- Born: January 1, 1838 Luanda
- Died: May 1, 1891 (aged 53)
- Occupations: Journalist; Writer; Lawyer; Civil servant; Political activist;

= José de Fontes Pereira =

Angolan journalist

José de Fontes Pereira (1838 in Luanda – May 1891) was a radical Angolan lawyer-journalist and writer.

==Career==
Considered an early Angolan nationalist and assimilado, Pereira took advantage of a relatively free press in Angola from 1870-1890 to question Portuguese obligations and control over Angola. He addressed topics such as the export of black Angolans to São Tomé and Príncipean plantations, coerced labor within the colony, inefficiency, corruption and racial discrimination, amongst many others.

Writing for the literate Portuguese settler population of Angola, Pereira wrote mostly in the Portuguese language. Pereira lost his job and was put on trial when, in 1890, he suggested that the British should take over colonial administration of the colony due to Portuguese incompetence. He died 16 months later in May 1891 of natural causes.

==Sources==
- Eduardo A. Estevam Santos (2020). Imprensa, raça e civilização: José de Fontes Pereira e o pensamento intelectual angolano no século XIX. Afro-Ásia, núm. 61. doi: 10.9771/aa.v0i61.31466 ( Open access)
- "Angola Is Whose House?" Early Stirrings of Angolan Nationalism and Protest, 1822-1910 by Douglas L. Wheeler, Journal of African Historical Studies, 1969
- Wheeler, Douglas L. (1970). An early Angolan protest: the radical journalism of José de Fontes Pereira (1823-1891).
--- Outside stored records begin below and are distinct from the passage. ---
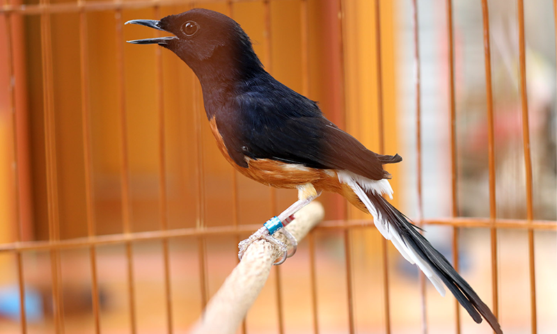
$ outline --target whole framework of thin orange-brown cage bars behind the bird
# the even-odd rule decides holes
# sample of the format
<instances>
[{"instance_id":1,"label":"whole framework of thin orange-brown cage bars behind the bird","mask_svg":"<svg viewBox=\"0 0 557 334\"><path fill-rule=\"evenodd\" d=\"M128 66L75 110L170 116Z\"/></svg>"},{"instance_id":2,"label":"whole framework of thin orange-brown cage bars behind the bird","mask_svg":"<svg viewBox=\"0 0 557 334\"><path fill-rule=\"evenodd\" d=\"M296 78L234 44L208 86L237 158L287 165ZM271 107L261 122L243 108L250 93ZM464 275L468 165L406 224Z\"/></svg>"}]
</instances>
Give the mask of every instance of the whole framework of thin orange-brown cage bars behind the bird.
<instances>
[{"instance_id":1,"label":"whole framework of thin orange-brown cage bars behind the bird","mask_svg":"<svg viewBox=\"0 0 557 334\"><path fill-rule=\"evenodd\" d=\"M211 2L226 2L228 3L228 15L233 14L234 3L246 2L255 0L234 0L234 1L211 1ZM272 0L280 1L280 0ZM417 217L416 223L418 225L426 224L437 224L437 225L448 225L453 228L453 263L455 268L458 269L458 234L462 228L488 228L490 234L491 242L491 266L492 266L492 305L494 314L499 315L499 287L498 287L498 260L497 260L497 233L500 229L520 229L526 230L528 233L528 270L530 278L530 289L531 289L531 333L538 332L538 326L536 321L536 285L535 285L535 257L534 257L534 232L536 230L557 230L556 221L539 221L535 220L533 216L533 180L532 180L532 162L531 162L531 149L530 149L530 134L528 128L528 103L526 95L526 56L525 56L525 41L524 41L524 0L518 0L518 23L519 23L519 86L520 86L520 97L521 97L521 109L522 109L522 134L523 134L523 147L524 147L524 166L526 168L526 208L527 216L526 219L515 220L515 219L501 219L497 217L496 212L496 193L495 193L495 163L494 163L494 110L493 110L493 93L492 93L492 69L491 69L491 50L490 50L490 40L489 40L489 6L487 0L478 0L482 3L483 10L483 30L484 30L484 52L485 52L485 82L486 82L486 94L487 94L487 120L488 120L488 145L489 145L489 218L464 218L460 217L457 212L457 155L456 155L456 116L455 116L455 55L454 48L455 42L453 40L453 6L451 0L446 0L446 17L448 31L448 68L450 69L449 75L446 78L446 84L449 90L449 102L450 102L450 164L452 170L452 217L444 219L425 219L421 216L421 209L418 210L420 216ZM265 4L265 22L266 22L266 38L265 47L270 48L269 40L272 38L270 35L269 26L269 16L270 16L270 6L269 0L262 0ZM379 13L379 0L375 0L375 13ZM422 202L422 177L421 177L421 133L420 133L420 119L421 119L421 72L420 72L420 56L418 51L418 12L417 12L417 0L411 1L413 4L413 29L414 29L414 61L416 65L415 74L415 89L416 92L416 118L418 129L416 133L416 150L417 164L416 169L418 170L418 207L421 207ZM209 273L206 272L205 266L205 248L203 246L204 239L210 238L216 235L228 235L236 236L240 238L240 234L245 234L246 232L251 232L256 230L258 226L256 225L239 225L237 219L237 212L232 213L232 224L224 227L209 227L209 228L184 228L184 229L168 229L168 224L166 223L166 179L165 179L165 133L164 133L164 101L163 101L163 78L162 78L162 56L161 50L157 48L156 53L156 66L157 66L157 101L158 101L158 117L159 117L159 205L160 212L162 213L160 219L160 230L152 232L131 232L130 228L130 182L129 182L129 162L127 161L127 125L126 125L126 106L125 106L125 78L124 78L124 58L123 58L123 20L122 11L129 8L153 8L155 13L159 13L159 8L163 6L173 6L173 5L185 5L191 3L191 0L135 0L135 1L85 1L77 0L77 2L69 3L56 3L51 4L49 0L40 0L36 5L15 5L10 3L9 0L5 0L3 5L0 6L0 19L5 20L6 27L8 31L8 56L10 57L8 61L8 71L9 76L14 75L14 62L13 62L13 43L11 41L11 31L13 29L12 19L14 15L39 15L40 16L40 42L42 45L41 55L42 55L42 83L44 87L43 99L45 102L45 141L46 141L46 159L47 159L47 198L49 203L49 216L48 216L48 226L49 226L49 239L47 241L22 241L21 226L19 225L19 217L16 217L16 223L18 234L17 241L9 244L0 244L0 252L12 253L17 259L17 273L18 273L18 283L19 283L19 300L20 312L21 312L21 328L22 333L27 333L27 320L25 313L25 299L26 294L24 289L24 275L23 275L23 260L22 254L31 250L43 250L48 251L51 257L51 273L52 276L52 295L54 296L54 328L56 333L63 333L63 312L61 310L61 271L60 271L60 260L59 252L65 248L88 248L89 260L91 264L91 282L92 282L92 301L93 301L93 315L95 323L95 333L101 333L100 331L100 304L98 296L97 287L97 256L95 246L102 244L123 244L125 245L127 253L127 275L128 275L128 287L129 291L129 304L130 304L130 326L132 333L136 333L136 315L134 314L134 263L132 259L132 244L136 241L144 240L161 240L163 245L164 254L164 275L165 275L165 292L166 292L166 308L167 308L167 328L168 333L173 332L173 319L172 319L172 304L169 296L171 295L171 283L169 277L169 260L168 260L168 240L175 237L190 237L198 239L199 242L199 263L201 266L201 294L203 305L207 303L207 286L206 286L206 276ZM197 4L205 3L205 1L197 1ZM308 92L308 0L299 0L299 6L301 6L301 40L302 40L302 67L303 67L303 91L301 93L306 94ZM338 8L343 10L343 0L338 0ZM554 8L557 8L557 0L554 0ZM88 106L88 45L87 45L87 19L86 13L95 11L113 11L116 15L114 21L116 36L118 40L116 41L117 47L117 58L118 58L118 94L120 95L120 121L121 121L121 154L123 157L122 168L121 168L121 180L122 180L122 204L123 204L123 226L124 232L122 234L113 235L96 235L95 234L95 212L93 209L93 198L92 198L92 177L91 177L91 124L89 124L89 106ZM53 106L53 79L52 79L52 43L50 38L50 15L54 13L79 13L79 34L80 44L79 44L79 54L81 61L81 113L82 113L82 129L83 129L83 141L84 141L84 159L85 159L85 184L86 184L86 216L87 216L87 237L77 238L77 239L60 239L60 230L58 225L58 212L56 205L58 203L58 193L56 186L56 138L54 135L54 106ZM343 15L339 15L340 25L339 29L343 27ZM556 9L557 17L557 9ZM377 33L377 50L381 49L381 39L380 39L380 27L379 20L376 20L377 26L375 32ZM557 30L557 28L556 28ZM267 52L269 54L269 52ZM380 52L377 54L377 71L378 71L378 96L379 100L377 104L379 105L379 152L383 150L383 110L382 110L382 81L381 77L381 57ZM17 110L15 108L15 84L13 81L8 87L10 90L10 107L11 107L11 117L13 132L15 133L15 114ZM194 102L195 104L195 102ZM199 114L196 113L196 137L201 138L201 119ZM17 140L15 136L14 140ZM14 149L15 150L15 149ZM203 164L201 160L201 150L197 152L198 161L198 178L203 180ZM15 150L15 164L18 163L17 150ZM14 175L17 184L17 170ZM235 176L233 177L234 182ZM234 188L237 189L234 183ZM19 198L17 187L15 188L15 198ZM201 221L203 221L203 186L201 182L198 183L198 212L200 214ZM237 210L237 191L233 195L234 207ZM16 205L19 205L16 203ZM16 210L19 212L19 209ZM366 221L369 223L369 221ZM370 225L370 224L368 224ZM371 224L372 226L372 224ZM352 310L352 268L351 268L351 255L350 255L350 230L355 230L363 228L362 221L325 221L317 227L317 230L340 230L344 232L345 239L345 252L346 256L346 276L347 276L347 298L349 305L349 324L350 333L354 333L354 310ZM311 249L310 266L311 266L311 282L312 285L312 301L313 301L313 326L315 333L318 333L318 319L317 319L317 296L315 292L315 245L312 235L309 237L309 245ZM385 331L386 333L391 333L391 321L389 314L389 269L386 265L386 241L383 241L383 270L384 270L384 308L385 308ZM278 295L280 296L281 283L280 280L276 280L278 289ZM425 299L425 287L424 280L421 280L421 294ZM278 299L278 319L279 319L279 332L283 333L283 319L282 319L282 306L280 297ZM457 301L455 301L456 310L456 332L460 333L460 307ZM425 312L425 310L423 310ZM425 319L425 316L424 316ZM245 330L245 328L244 328Z\"/></svg>"}]
</instances>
In Rotberg et al., Protest and power in black Africa (pp.854-874). New York: Oxford University Press.
- Chilcote, Ronald Hodell & California. University, (1972). The journalism of José de Fontes Pereira (1823-1891). In Protest and resistance in Angola and Brazil : comparative studies (pp. 76-78). Berkeley[, Calif. etc.]: University of California Press.